In Marsmaushausen, das vorwiegend von Mäusen bewohnt wird, lebte es sich weitaus angenehmer als in den Marswüsten. Während man in den Wüsten als Marsmaus an Käsemangel eingeht, trifft man sich in Marsmaushausen an Käseecken und diskutiert über mögliche Erdinvasionen. In der Wüste fristet nur die gemeine Wüstenmarsmaus ein käseabstinentes, würdeloses Dasein.

Innerstädtische Marsmäuse haben Gehirne, die sich je nach Tageszeit aufblähen oder mimosenhaft zu kleinen Knäueln zusammenziehen. Mit großen Gehirnen planen sie Überfälle auf die Erde, mit kleinen Gehirnen suchen sie nach verloren geglaubten Dingen, meistens nach Lesebrillen oder Kleiderbügeln.

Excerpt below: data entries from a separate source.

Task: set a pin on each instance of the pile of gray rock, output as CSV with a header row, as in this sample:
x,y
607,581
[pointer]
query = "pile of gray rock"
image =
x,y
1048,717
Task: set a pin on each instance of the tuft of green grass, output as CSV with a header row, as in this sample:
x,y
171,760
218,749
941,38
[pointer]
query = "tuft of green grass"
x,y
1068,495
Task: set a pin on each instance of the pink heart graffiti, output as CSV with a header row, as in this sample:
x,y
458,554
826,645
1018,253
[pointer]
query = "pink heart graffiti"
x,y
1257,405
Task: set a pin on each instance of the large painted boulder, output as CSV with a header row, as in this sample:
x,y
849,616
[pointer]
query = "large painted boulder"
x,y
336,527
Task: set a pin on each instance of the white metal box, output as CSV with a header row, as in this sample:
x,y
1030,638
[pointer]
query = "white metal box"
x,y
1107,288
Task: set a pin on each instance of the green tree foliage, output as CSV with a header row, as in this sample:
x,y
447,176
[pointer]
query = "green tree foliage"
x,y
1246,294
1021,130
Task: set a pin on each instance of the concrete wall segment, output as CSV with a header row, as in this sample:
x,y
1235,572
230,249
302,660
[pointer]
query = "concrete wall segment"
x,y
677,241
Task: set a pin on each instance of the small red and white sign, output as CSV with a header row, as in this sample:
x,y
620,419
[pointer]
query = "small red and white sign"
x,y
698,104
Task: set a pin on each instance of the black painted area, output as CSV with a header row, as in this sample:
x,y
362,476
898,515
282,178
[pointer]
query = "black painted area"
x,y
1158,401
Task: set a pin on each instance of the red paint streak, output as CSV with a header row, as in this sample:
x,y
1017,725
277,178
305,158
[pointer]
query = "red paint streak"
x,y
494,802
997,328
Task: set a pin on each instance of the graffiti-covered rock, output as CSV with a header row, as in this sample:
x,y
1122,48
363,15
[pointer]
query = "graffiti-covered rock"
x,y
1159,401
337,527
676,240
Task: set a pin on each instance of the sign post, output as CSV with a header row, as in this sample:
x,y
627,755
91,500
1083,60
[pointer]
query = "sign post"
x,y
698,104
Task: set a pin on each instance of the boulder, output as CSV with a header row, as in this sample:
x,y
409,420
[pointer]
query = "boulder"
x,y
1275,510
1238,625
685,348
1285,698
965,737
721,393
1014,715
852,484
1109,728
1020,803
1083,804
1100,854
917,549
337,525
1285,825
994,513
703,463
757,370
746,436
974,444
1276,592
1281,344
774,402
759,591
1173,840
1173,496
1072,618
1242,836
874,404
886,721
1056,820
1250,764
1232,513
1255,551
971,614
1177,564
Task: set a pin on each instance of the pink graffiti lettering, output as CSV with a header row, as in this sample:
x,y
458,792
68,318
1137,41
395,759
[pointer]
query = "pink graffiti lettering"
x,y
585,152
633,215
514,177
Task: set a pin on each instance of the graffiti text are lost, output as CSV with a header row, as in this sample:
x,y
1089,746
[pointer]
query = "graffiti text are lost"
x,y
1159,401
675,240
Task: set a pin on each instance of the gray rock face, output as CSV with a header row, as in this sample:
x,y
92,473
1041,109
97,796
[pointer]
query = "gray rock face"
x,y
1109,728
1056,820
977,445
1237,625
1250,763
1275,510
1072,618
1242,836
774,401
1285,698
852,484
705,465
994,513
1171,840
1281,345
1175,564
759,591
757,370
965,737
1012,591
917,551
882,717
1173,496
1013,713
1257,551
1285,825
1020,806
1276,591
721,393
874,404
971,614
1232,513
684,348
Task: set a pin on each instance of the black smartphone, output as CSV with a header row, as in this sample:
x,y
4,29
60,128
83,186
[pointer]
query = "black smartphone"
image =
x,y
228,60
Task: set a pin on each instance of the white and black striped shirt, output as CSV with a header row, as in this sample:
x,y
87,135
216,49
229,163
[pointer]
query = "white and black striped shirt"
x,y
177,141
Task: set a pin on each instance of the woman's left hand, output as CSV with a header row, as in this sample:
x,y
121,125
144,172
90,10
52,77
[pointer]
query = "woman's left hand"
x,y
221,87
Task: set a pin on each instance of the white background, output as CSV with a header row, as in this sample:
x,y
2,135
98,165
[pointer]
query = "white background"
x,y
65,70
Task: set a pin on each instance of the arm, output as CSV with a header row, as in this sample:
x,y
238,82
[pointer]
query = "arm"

Im Zentrum von Marsmaushausen liegt ein Kino. Dort werden nur Filme gezeigt, die Marsmäuse positiv darstellen und in denen es ihnen immer gelingt, die Erde zu erobern. Der einzige Film, der sich jemals kritisch mit diesen Erdinvasionen auseinandersetzte, wurde schon während der ersten Vorstellung von aufgebrachten Marsmäusen verbrannt (genau wie das Kino). Im Film wurde behauptet, die Bewohner der Erde seien im Prinzip wie Mäuse, nur etwas größer.

Der Präsident von Marsmaushausen ist Robert Megamaus III. Seine Aufgabe sieht er darin, andere für sich husten zu lassen. Seine Frau, die sich nach einer berühmten Käsesorte “Siglinde” nennt, kann die Geräusche der nächtlichen Wüste nachahmen. Damit erschreckt sie regelmäßig ihren Mann, der daraufhin jemand anderen für sich husten lässt.

Marsmaushausen unterscheidet sich in nichts zum Beispiel von Bottrop. Außer, dass es eben auf dem Mars liegt.